La vinaigrette de Blaise Pascal
Une vinaigrette, dans le domaine du transport, est un petit véhicule à bras à deux roues, sorte de brouette-chaise dans lequel une personne voyage, tirée par un porteur placé entre les brancards (parfois aidé d’un pousseur). Ce carrosse léger urbain, qui apparaît au XVIIᵉ siècle et se répand aux XVIII-XIXème siècles surtout dans le Nord de la France, sert pour des trajets courts, notamment pour des personnes âgées ou malades ; en argot, il désigne aussi un véhicule cellulaire policier.
Un lien alors avec le panier à salade de la police ? Ce fourgon cellulaire argotique pour détenus - attesté au XIXème siècle -, évoque avec sa structure grillagée un panier percé qui secoue la salade. Bien qu’il partage avec la vinaigrette le sens argotique de véhicule policier (notamment dans le Nord comme à Lille), il ne dérive pas de celle-ci étymologiquement : l’un renvoie aux secousses d’un panier, l’autre aux charrettes des vinaigriers.
Les petites voitures des marchands de vinaigre sont des charrettes légères à deux roues, compactes et maniables, que les vinaigriers tirent à la main pour transporter fûts ou bouteilles en ville, adaptées aux ruelles étroites.

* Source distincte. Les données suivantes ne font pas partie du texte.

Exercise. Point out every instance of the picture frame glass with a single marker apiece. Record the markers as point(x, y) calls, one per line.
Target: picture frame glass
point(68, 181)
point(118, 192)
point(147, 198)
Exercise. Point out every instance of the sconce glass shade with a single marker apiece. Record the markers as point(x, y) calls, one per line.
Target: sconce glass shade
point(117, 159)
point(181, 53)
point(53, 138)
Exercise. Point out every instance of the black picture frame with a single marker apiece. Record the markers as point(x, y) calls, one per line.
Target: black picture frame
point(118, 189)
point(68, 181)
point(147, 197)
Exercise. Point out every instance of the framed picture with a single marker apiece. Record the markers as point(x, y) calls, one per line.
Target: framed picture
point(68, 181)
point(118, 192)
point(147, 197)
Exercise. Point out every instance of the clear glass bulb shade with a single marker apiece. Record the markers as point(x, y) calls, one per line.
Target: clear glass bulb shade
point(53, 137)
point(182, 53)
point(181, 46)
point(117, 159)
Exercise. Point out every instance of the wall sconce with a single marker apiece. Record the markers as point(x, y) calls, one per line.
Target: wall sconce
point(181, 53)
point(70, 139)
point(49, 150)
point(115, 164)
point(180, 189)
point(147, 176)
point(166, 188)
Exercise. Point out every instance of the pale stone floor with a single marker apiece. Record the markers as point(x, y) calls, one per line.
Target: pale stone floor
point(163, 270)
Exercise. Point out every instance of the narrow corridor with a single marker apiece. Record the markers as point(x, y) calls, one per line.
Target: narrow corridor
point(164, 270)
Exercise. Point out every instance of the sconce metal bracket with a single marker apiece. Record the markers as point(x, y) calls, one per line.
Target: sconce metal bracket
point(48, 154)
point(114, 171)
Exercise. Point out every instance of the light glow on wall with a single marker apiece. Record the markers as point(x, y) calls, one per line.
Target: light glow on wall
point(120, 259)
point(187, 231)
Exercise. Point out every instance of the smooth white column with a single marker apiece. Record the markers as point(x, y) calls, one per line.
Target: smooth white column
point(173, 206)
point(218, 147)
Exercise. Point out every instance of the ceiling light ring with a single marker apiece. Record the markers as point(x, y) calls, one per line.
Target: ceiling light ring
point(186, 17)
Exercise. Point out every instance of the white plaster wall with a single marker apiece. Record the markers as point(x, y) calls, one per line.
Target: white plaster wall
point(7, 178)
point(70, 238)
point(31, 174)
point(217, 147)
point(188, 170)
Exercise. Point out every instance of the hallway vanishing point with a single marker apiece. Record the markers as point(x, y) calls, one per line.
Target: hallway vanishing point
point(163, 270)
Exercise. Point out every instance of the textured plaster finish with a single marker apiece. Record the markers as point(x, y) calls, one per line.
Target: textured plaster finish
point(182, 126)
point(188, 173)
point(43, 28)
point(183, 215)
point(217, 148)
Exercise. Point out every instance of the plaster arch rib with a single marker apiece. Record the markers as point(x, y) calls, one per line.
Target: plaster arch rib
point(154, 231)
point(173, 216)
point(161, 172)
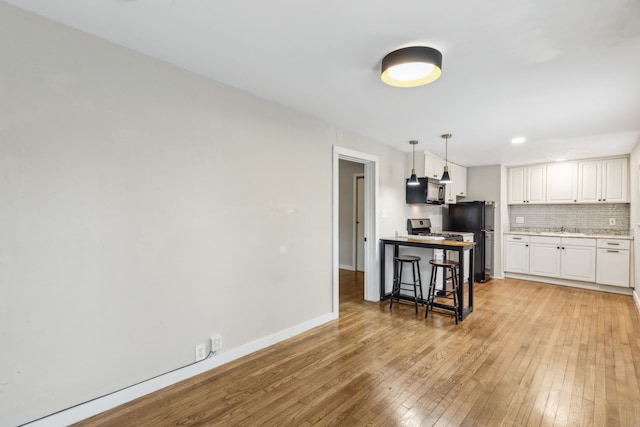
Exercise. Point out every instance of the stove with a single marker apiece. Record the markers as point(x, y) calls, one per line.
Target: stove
point(422, 227)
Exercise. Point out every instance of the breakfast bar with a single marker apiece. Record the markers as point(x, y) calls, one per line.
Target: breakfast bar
point(445, 245)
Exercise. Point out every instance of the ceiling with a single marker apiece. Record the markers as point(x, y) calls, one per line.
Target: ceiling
point(563, 74)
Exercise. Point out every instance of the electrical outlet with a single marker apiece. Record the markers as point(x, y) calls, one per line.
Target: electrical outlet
point(216, 342)
point(201, 352)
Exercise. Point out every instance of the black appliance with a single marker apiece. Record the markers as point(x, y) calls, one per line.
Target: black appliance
point(422, 227)
point(428, 191)
point(478, 218)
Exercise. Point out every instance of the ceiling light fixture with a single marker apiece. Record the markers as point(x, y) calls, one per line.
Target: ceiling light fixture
point(413, 180)
point(411, 66)
point(446, 179)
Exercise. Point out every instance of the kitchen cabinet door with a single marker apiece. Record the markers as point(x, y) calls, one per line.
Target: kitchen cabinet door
point(460, 180)
point(615, 181)
point(517, 187)
point(527, 185)
point(537, 183)
point(517, 254)
point(590, 182)
point(578, 263)
point(603, 181)
point(457, 188)
point(544, 259)
point(562, 182)
point(613, 267)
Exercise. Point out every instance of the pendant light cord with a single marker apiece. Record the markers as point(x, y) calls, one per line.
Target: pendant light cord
point(414, 156)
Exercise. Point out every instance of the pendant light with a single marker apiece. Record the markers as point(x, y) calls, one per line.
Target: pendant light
point(413, 180)
point(446, 179)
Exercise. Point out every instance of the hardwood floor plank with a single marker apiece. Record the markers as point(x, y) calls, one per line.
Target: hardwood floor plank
point(530, 354)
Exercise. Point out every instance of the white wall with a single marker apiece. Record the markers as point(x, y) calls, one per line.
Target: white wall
point(484, 183)
point(143, 208)
point(634, 186)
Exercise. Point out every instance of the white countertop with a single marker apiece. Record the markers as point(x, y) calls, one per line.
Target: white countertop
point(567, 234)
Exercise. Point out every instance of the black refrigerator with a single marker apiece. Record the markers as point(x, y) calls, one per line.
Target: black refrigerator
point(476, 217)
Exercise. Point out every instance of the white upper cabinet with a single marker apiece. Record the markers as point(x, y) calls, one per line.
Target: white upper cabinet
point(589, 181)
point(562, 182)
point(615, 186)
point(458, 188)
point(527, 184)
point(603, 181)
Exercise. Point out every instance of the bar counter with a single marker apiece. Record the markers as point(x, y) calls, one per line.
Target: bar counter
point(445, 245)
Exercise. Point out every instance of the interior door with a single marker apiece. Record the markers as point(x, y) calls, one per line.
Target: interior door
point(359, 243)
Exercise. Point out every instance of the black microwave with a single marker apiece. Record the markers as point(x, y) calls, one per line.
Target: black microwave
point(428, 191)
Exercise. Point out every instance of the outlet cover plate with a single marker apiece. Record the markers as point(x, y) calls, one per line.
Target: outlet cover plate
point(201, 352)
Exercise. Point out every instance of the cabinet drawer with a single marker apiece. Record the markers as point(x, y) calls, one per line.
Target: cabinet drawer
point(614, 244)
point(549, 240)
point(516, 238)
point(613, 267)
point(579, 241)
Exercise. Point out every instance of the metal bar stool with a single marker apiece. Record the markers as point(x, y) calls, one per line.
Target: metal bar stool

La vinaigrette (véhicule pour passagers) prend son nom de leur ressemblance frappante : petite taille, structure rustique ; le terme évoque parfois les secousses du trajet, comme lorsque l’on agite une vinaigrette.
On attribue souvent à Blaise Pascal l’invention, ou du moins l’amélioration, de cette brouette-chaise à porteurs à deux roues que l’on appelle aussi vinaigrette, mais les sources soulignent l’absence de preuve formelle et parlent plutôt d’une tradition tenace. Les textes s’accordent en revanche à dire que Pascal met effectivement au point, en 1662, les premiers services de transport en commun parisiens avec ses « carrosses à cinq sols », ce qui renforce a posteriori l’association de son nom avec les innovations de transport individuel ou collectif.
Blaise Pascal est un inventeur de génie mais il semble qu’il n’y connaissait rien en cuisine.